Que conste, nunca enganou ninguém. Sabido é também a garantia dos veículos vendidos. Só acaba quando tudo tem que acabar; noutras palavras: se o condutor estimar aquilo que é seu, o mesmo só começa a dar problemas quando – como nós – a vida da coisa começa a caminhar para o fim. Tudo se cansa e tudo acaba, até as peças dos automóveis.

Hoje, o miúdo que se interessava pelo «Deve» e «Haver» é dono do rés-do-chão onde se situa o prédio que em tempos passados mais não era do que um terreno descampado.

Não lhe bastasse, de vendedor de automóveis passou a sócio maioritário da firma que importa os melhores carros do mundo para a região, carros estes, que seguindo a óptica de quem os vende, não está ao acesso de qualquer gato-pingado.

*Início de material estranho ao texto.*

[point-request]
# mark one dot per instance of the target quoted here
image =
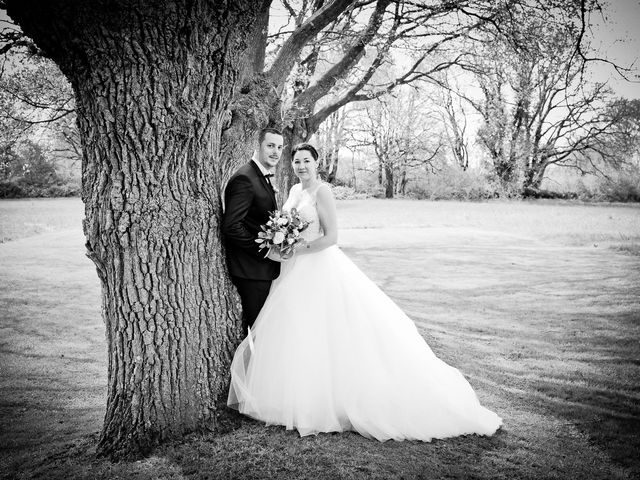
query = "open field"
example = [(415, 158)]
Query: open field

Porque o seu lado humano nunca o abandonou nem a frieza dos números fez com que se esquecesse dos outros; muito menos das crianças que nada tem, Bernardino tira anualmente dos lucros uma grande fatia para que em partes iguais seja distribuída pelos vários lares de crianças carenciadas e abandonadas das redondezas. Ainda se dá ao luxo na noite de Natal, vestir-se de velho barbudo. Com um saco às costas distribui prendas como se fosse aquele que as crianças tanto adoram. Até no ajudar os outros sabe vender sonhos.